I also brought an all stainless SIG P-226 9mm, as that is the pistol the second shooter preferred after the first range trip. I had the interns fire off 5 rounds at a time, 7 yards out, 9" paper plate, standing, two hand. 10 rounds per plate, 30 rounds with each gun, total of 60 rounds per engineer, 10 rounds per plate, 6 plates each.
I intentionally had the new shooter try the P-10C first. First 10 shots, 2 off the plate, rest scattered on the plate. 2nd plate on, all rounds on the plate with both guns. The last plate was 10 rounds in 4" in the middle of the plate. Excellent, just excellent. She said she preferred the P-10C over the heavier P-226 and her only gripe was that the magazines were harder to load than the Sig's. She was really really happy with the P-10C. No comments about the mag release or the slide release.

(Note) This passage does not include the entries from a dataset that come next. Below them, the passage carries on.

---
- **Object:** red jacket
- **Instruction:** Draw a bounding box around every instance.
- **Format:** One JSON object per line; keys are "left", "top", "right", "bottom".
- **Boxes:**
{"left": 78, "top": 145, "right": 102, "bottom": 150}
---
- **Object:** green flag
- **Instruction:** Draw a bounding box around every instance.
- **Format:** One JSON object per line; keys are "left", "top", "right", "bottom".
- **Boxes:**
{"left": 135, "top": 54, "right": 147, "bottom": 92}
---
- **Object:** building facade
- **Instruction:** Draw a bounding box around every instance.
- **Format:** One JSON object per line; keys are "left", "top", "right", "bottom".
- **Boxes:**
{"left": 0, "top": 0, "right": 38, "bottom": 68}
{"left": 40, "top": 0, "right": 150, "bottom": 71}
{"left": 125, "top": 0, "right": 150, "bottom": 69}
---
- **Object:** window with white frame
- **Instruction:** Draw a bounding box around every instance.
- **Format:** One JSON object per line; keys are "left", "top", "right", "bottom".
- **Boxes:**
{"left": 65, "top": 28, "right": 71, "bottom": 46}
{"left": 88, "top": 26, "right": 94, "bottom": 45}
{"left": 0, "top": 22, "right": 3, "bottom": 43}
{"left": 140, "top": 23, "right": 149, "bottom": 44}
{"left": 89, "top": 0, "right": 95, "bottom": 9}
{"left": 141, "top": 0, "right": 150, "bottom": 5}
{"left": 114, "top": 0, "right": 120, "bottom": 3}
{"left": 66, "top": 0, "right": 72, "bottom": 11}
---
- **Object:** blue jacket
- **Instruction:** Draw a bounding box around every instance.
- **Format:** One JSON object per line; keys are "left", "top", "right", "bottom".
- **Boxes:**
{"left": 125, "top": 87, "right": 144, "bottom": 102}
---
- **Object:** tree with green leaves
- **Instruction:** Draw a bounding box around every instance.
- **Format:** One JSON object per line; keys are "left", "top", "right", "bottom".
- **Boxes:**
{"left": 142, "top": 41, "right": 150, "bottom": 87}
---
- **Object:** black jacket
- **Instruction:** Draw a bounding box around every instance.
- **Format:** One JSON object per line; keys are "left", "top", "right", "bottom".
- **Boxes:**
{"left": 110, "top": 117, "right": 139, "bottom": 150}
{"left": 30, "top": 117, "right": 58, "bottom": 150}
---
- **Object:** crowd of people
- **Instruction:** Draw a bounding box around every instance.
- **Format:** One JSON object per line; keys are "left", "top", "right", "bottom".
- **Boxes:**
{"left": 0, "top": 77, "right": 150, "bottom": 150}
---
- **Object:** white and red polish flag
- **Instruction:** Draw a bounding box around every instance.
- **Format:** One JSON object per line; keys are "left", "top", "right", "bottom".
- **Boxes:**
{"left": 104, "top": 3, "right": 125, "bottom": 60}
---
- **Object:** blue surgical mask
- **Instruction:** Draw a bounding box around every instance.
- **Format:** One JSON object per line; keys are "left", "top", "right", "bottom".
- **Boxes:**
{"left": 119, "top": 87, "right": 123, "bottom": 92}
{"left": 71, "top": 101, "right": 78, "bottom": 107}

To me, this experiment was very useful. It confirmed what I already thought was the case, that the simpler, ambidexterous polymer P-10C would be the viewed very favorably by a first time shooter, at least if the pistol was loosened up just a bit first.
Now this was a good range trip! Very positive comments from the new shooter after shooting the P-10C. The 4.5 lb striker trigger didn't bother the new shooter at all. They didn't have any trouble racking the slide or dropping the magazines. Loading new magazines is always hard for a new shooter, so I don't think that is too much of a negative.
Next range trip, they can try the P-07 and maybe a P-09, but I am pretty sure they will want the P-10C back. I only got to put 10 rounds through it today myself, but I was busy.